An echo beat from the front of the sanctuary and we both froze like rabbits. The black of Father Jacob’s shirt flashed against the white-washed wall behind the altar, and quickly, Naveen dragged me back into the vestibule. “Shh,” he warned, and I pursed my lips, wanting to drop something or talk just because he bothered to say something so obvious.

We stood together, my back to the wall, Naveen so close to me I couldn’t see all his face at once. I held my breath, but not because it might be noisy. The test tube pressed against my palm, and that fist was trapped between us. Father Jacob’s footsteps slapped quietly away, and when we heard a distant door click shut, both of us let out a sigh.

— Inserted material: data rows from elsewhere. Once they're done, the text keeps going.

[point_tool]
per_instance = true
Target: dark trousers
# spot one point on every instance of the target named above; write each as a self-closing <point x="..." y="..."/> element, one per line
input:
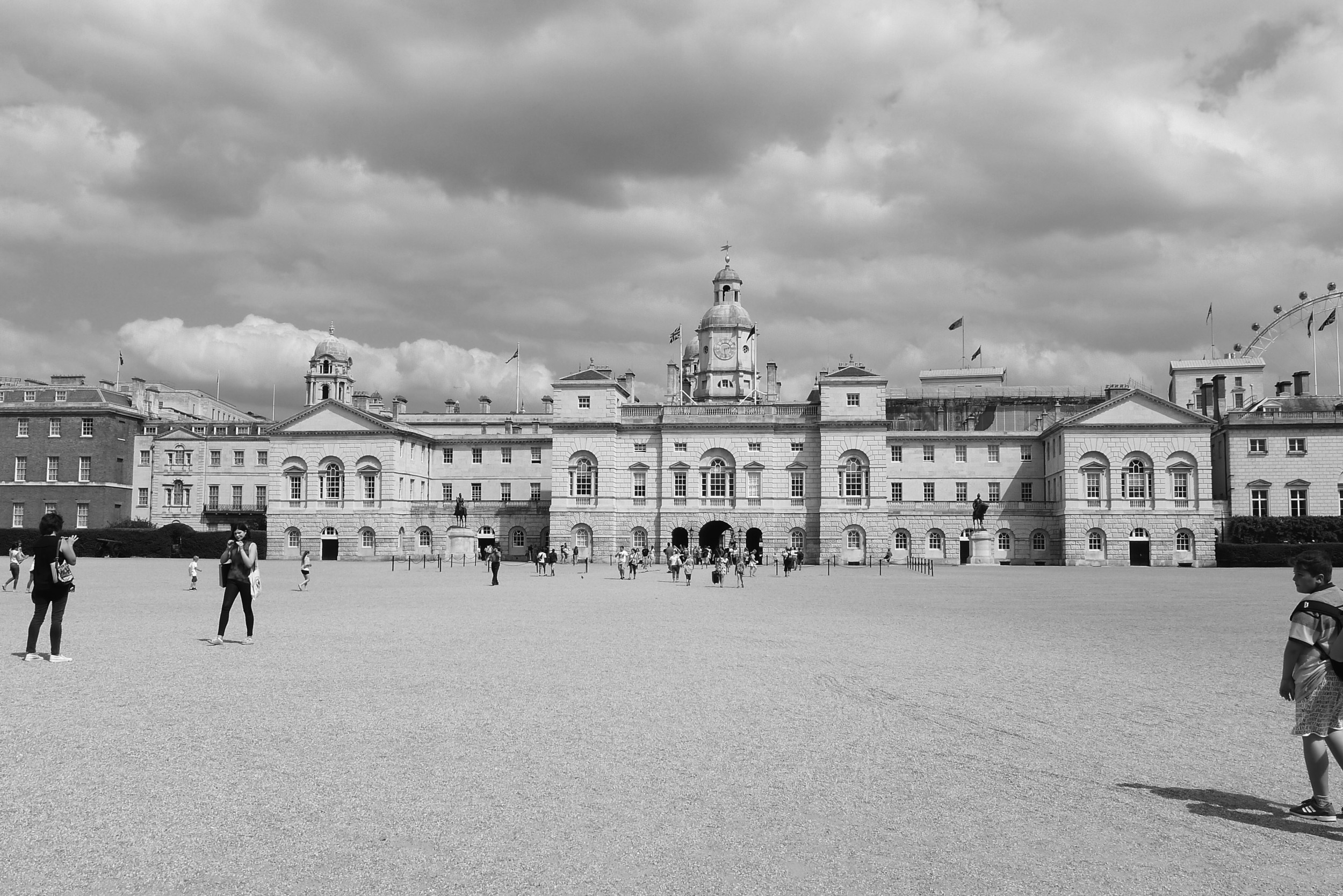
<point x="233" y="590"/>
<point x="41" y="601"/>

“Peach,” Naveen said, not backing away. “I…” He hunched over just enough so our eyes were even. “You know why I agreed to this?”

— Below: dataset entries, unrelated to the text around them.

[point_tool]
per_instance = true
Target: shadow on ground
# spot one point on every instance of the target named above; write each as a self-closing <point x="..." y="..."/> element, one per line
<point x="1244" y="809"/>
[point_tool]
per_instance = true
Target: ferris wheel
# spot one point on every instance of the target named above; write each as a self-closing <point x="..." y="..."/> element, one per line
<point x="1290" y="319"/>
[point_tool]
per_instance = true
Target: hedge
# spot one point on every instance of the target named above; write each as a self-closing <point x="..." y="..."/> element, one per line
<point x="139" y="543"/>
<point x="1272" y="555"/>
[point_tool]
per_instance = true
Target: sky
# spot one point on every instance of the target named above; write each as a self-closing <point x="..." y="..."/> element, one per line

“My winning personality?” I whispered, trying to grin.

“No.”

“The way my school skirt swishes?”

This no was slightly less firm.

“Then what?” I was sweating just enough that the glass tube slid in my hand from squeezing so tight.

“That time,” Naveen whispered, “in history class when you kept interrupting Mr. Calvers while he tried to pick on Tate.”

I’d ended up in the vice-principal’s office for that, and hadn’t considered it my finest hour. I narrowed my eyes. “You remember that?”

The first smile of the night lit up his face, even in the shadow. “You made a huge fuss that you had a run in your stocking, but you weren’t wearing any.”

“Ah. Yeah.” I winced.

“The point is, I want to help you. But stealing holy water? Is this some kind of stupid dare?”

I bit the inside of my bottom lip. “You’re uncomfortable with the level of sacrilege.”

“Yeah, just a bit.”

Taking a deep breath, I raised onto my tiptoes, and with my test tube free hand, I grabbed Naveen’s hair and I kissed him.

I kissed him hard. I pushed my body against him, and there was just a split-second before his arm was around my waist and he was kissing me back. Just as hard. I couldn’t breathe. I didn’t want to.

We parted with a heave, and my mouth felt raw. With my eyes shut, I gave myself just a moment to lean back into the wall. Then, prying my eyes open, I smiled and said, “After that, it shouldn’t seem so bad to ignore me while I swipe some of that water.”

His face pinched, and I had no clue if he was going to laugh or cuss me out. I’m not sure he knew. I took the opportunity to slip under his arm again and dunk the test tube into the basin of holy water.

When I turned back to Naveen, tube corked, he had his hands over his face. Slowly, they slid down, and he said, “You’re crazy, Peach.”

I paused, letting the dim light from the stained glass windows decorate his face in blue and yellow for a moment. It was my imagination, or I could just see the edge of a smile around his eyes. “I’d love to do that again,” I said.

“Steal holy water?”

“No.” I smiled and backed up to the church doors. “The other thing.”

A giant sigh lifted his shoulders, and with the exhale, Naveen said, “Yeah. The other thing.”

***

The whole way home, I thought about kissing Naveen instead of how to get Mom to drink the holy water. I thought of his lips, and of how his sweater was soft under my fingers. I thought of sneaking into a church for holy water, and finding a kiss instead.

It made me wonder for the first time what I’d do if Mom wasn’t human. If the water burned her, or whatever I thought it would do. My mom would be gone. I already missed Ava like a hole in my lungs, and Mom leaving would tear off my skin.

Was it worth it? Did it matter? I’d gone to the church for holy water, but come out with a kiss and more.

Through the bay windows on the front of our house, I could see Mom. Waiting for me. She sat at the kitchen table, her hands folded, and nothing on the polished wood except a sweating pitcher of iced tea and two glasses. One for her, one for me.

Before going inside, I uncorked the test tube and poured the holy water into the grass.